Tutuklananlar arasında dindar bir Katolik ve insan hakları ve din özgürlüğü savunucusu Jimmy Lai de var. Protesto ettiği için hapse atılan Lai, ayrı ulusal güvenlik suçlamalarıyla ömür boyu parmaklıklar ardında kalabilir.

Ayrıca Hong Kong’un en önde gelen Katolik lideri, Çin Komünist Partisi’ni açık sözlü bir eleştirmen olan Kardinal Joseph Zen de hedef alındı.

Papaz David, denemelerin inancının bir parçası olduğuna inanıyor. “Biz Hıristiyanlar için İsa’ya uymak, her türlü imtihandan ve zorluktan geçmek demektir. Sadece İncil’i okuyun!”

Güvenlik yasası birçok vatandaşı şehri terk etmeye zorlamaya devam ediyor.

Amerikalı Butch Tanner, buradaki birkaç İngilizce konuşan cemaatten biri olan Kowloon Uluslararası Baptist Kilisesi’nin papazlığını yapıyor. Cemaatinde uçuşu gördü.

Tanner, “Kendi kilisemizde binlerce öğretmen Hong Kong’u terk etti, binlerce öğrenci Hong Kong’u terk etti, ayrılan 300 üyemiz oldu” dedi.

Çin’in devreye girdiği anda Hong Kong’un açık bir şehirden bir korku şehrine dönüştüğünü söyledi.

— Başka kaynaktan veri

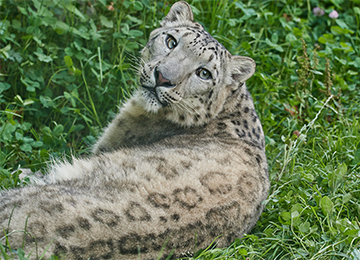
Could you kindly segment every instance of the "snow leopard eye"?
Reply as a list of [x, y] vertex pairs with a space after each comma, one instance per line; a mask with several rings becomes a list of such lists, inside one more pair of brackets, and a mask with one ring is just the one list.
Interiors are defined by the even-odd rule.
[[197, 69], [196, 75], [204, 80], [208, 80], [212, 78], [210, 71], [204, 68]]
[[168, 35], [168, 37], [166, 37], [166, 46], [171, 50], [174, 49], [177, 46], [177, 41], [175, 40], [174, 37], [172, 37], [171, 35]]

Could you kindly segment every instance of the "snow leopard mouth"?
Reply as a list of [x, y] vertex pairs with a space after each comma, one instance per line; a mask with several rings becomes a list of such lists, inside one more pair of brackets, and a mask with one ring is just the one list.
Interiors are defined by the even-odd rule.
[[145, 85], [141, 86], [143, 88], [143, 90], [145, 90], [151, 97], [155, 98], [157, 102], [159, 102], [162, 106], [166, 107], [167, 105], [169, 105], [168, 102], [166, 102], [165, 100], [161, 100], [158, 96], [158, 92], [156, 91], [156, 87], [148, 87]]

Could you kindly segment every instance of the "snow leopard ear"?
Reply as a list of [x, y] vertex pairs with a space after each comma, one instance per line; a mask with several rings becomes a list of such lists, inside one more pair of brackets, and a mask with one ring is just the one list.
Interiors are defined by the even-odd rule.
[[249, 57], [232, 56], [229, 67], [232, 80], [244, 83], [254, 74], [256, 64]]
[[194, 22], [194, 15], [188, 3], [179, 1], [171, 6], [169, 13], [161, 22], [161, 26], [172, 26], [177, 23], [185, 24], [186, 22]]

Tanner, yerel halkın içinde bulunduğu durumu açıklayarak, “Yani yerel halktan pek çok insan ‘uluslararası pasaportun var, istediğin zaman gidebilirsin.

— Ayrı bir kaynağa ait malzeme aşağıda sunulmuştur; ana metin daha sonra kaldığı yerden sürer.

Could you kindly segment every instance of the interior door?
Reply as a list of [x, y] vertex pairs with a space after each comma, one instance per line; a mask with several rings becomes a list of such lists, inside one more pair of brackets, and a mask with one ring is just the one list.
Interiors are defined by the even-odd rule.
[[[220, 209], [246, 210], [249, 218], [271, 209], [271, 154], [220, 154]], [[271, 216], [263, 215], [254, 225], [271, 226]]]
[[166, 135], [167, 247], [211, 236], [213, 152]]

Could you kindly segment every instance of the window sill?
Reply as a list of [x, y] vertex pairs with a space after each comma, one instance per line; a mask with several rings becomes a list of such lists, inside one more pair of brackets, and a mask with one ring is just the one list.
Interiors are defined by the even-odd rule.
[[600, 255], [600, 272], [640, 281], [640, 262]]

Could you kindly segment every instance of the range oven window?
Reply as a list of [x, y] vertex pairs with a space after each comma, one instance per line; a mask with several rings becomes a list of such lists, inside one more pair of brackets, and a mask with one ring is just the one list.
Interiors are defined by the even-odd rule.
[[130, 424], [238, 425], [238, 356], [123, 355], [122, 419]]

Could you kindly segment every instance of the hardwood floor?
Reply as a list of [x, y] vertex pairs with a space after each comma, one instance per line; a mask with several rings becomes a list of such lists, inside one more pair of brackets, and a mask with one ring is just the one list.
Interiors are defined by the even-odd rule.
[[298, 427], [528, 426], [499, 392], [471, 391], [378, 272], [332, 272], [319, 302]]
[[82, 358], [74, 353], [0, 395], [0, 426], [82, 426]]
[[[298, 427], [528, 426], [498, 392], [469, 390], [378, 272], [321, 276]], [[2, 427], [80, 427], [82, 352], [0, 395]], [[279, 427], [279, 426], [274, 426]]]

Bir zamanlar bölgesel bir özgürlük ve demokrasi feneri olan Hong Kong, bir kez daha kolonyal bir şehir.

Bir Uber sürücüsüne sordum, “Pekin’i eleştirirseniz veya Pekin’i protesto ederseniz ne olur?” Güldü ve sonra kafası kesiliyormuş gibi bir hareket yaptı.

Pekin’in Hong Kong üzerinde tam kontrol ilan etmesi de dahil olmak üzere, Çin’in otoriter başkanının kararları verdiği şu anda durum böyle.

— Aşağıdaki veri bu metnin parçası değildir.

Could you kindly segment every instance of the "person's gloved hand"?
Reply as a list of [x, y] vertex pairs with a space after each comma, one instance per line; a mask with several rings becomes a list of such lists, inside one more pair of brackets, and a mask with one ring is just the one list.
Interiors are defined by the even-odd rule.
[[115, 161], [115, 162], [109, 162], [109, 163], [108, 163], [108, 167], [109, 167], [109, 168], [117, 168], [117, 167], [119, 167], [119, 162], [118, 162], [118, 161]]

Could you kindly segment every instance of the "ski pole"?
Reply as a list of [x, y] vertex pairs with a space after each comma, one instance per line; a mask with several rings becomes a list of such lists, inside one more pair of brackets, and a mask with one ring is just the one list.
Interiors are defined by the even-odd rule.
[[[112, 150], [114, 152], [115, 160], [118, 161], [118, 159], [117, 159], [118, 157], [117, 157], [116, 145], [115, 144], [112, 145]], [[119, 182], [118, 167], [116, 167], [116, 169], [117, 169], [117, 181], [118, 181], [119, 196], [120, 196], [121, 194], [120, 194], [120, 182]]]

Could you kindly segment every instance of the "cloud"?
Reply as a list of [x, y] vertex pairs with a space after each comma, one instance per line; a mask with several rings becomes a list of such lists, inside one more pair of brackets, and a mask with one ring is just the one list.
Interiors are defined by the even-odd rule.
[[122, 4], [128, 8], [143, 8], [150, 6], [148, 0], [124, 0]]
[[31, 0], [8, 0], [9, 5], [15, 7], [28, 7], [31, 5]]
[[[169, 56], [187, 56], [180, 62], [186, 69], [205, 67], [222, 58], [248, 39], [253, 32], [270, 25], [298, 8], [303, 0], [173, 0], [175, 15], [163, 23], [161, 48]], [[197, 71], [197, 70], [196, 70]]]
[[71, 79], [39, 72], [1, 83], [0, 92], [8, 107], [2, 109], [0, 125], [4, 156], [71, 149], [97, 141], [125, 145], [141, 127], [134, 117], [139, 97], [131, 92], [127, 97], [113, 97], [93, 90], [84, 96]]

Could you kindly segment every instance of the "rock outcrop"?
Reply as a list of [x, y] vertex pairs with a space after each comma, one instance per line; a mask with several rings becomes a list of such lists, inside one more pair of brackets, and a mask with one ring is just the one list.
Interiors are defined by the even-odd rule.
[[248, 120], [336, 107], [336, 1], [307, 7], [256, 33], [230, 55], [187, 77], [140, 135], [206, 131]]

2020’de Çin cumhurbaşkanı, yakın müttefiki Xia Baolong’u Pekin’in burada, Hong Kong’daki temsilcisi olarak seçti. Xia, Çin’in yeraltı Hıristiyan topluluğunu hedef alan tanınmış bir radikaldir. Hatta birkaç yıl önce, kiliselerde binlerce haçın yok edilmesine yol açan bir kampanya başlattı.

Dini özgürlüğün geleceği belirsizken, Vaiz David iyimser olmaya devam ediyor ve Mesih’in sevgisini paylaşmak için daha fazla fırsat görüyor.

Pekin devraldığından beri eşi benzeri görülmemiş sayıda Mandarin dili konuşan insan anakaradan buraya taşındı.

David, “Şehirde daha önce hiç bu kadar çok Mandarin dili konuşan insan görmemiştik. Sokaklarda, metrolarda dolaştıklarını duyabilirsiniz, onlara ulaşmak için harika bir zaman,” dedi.

Papaz Tanner, siyasi ve güvenlikle ilgili belirsizliklere rağmen, Hong Kong kiliselerinin daha önce hiç olmadığı kadar birlik içinde olduğuna ve bir umut mesajı paylaşmaya devam edeceğine inanıyor.

“George, kiliseyi durduracak hiçbir şey olmayacak. Hiçbir şey. Ne kadar baskıcı, ne kadar otoriter, ne kadar talepkar olursa olsun, hiçbir şey Tanrı’nın işini durduramaz. Tanrı değişmez. O’nun mesajı değişmez. Onun kilisesi değişmez” dedi Tanner.